WARWICK.--Adieu, chers lords.--Réunissons-nous à Coventry.

(Sortent Warwick, Clarence, Oxford et Montaigu.)

LE ROI.--Je veux me reposer un moment dans ce palais.--Cousin Exeter, que pense Votre Seigneurie? il me semble que ce qu'Édouard a de troupes sur pied n'est pas en état de livrer bataille aux ennemis.

EXETER.--Mais il est à craindre qu'il n'attire les autres dans son parti.

LE ROI.--Oh! je n'ai point cette crainte. On sait combien j'ai mérité d'eux.
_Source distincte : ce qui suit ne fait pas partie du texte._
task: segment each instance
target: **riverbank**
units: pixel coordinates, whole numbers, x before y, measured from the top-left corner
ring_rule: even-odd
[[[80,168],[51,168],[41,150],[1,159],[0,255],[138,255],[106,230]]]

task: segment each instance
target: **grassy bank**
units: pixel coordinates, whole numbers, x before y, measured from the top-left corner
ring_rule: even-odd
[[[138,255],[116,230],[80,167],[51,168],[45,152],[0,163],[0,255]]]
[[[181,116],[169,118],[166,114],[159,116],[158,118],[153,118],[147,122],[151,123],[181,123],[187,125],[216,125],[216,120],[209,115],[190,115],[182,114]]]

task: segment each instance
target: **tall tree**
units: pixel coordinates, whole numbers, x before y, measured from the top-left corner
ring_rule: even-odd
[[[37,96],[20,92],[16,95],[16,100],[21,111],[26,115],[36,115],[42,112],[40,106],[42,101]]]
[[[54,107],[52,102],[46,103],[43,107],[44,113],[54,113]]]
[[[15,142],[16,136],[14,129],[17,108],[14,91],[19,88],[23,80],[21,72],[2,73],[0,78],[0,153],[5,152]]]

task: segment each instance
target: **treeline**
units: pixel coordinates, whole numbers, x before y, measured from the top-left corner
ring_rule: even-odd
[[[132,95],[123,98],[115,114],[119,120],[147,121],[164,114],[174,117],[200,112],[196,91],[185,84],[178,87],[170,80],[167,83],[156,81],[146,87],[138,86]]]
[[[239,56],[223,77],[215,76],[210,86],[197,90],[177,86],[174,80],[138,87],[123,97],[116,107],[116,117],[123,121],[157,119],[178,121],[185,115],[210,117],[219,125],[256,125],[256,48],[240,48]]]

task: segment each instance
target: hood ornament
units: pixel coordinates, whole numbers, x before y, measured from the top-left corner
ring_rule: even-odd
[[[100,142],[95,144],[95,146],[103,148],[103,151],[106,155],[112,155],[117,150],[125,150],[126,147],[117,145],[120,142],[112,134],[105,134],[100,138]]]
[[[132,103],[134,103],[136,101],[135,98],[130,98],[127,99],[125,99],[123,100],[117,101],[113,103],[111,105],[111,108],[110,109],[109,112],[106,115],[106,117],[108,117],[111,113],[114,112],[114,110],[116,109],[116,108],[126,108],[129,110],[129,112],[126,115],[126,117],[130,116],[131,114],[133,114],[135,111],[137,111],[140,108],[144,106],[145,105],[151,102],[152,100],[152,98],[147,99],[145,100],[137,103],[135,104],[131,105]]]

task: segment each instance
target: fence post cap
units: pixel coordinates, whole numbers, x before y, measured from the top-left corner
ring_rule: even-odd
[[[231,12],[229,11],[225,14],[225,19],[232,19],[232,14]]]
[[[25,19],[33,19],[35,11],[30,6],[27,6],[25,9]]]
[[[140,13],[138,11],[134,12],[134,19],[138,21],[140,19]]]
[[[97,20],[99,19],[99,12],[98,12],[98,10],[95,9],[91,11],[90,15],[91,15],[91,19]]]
Je n'ai point fermé l'oreille à leurs demandes, ni prolongé leur attente par de longs délais; ma pitié a toujours versé sur leurs blessures un baume salutaire, et ma bonté a soulagé le chagrin qui gonflait leur coeur; ma miséricorde a séché les flots de leurs larmes: je n'ai point convoité leurs richesses; je ne les ai point accablés de très-forts subsides; je ne me suis point montré ardent à la vengeance, quoiqu'ils m'aient souvent offensé; ainsi, pourquoi aimeraient-ils Édouard plus que moi? Non, Exeter, ces bienfaits réclament leur bienveillance; et tant que le lion caresse l'agneau, l'agneau ne cessera de le suivre.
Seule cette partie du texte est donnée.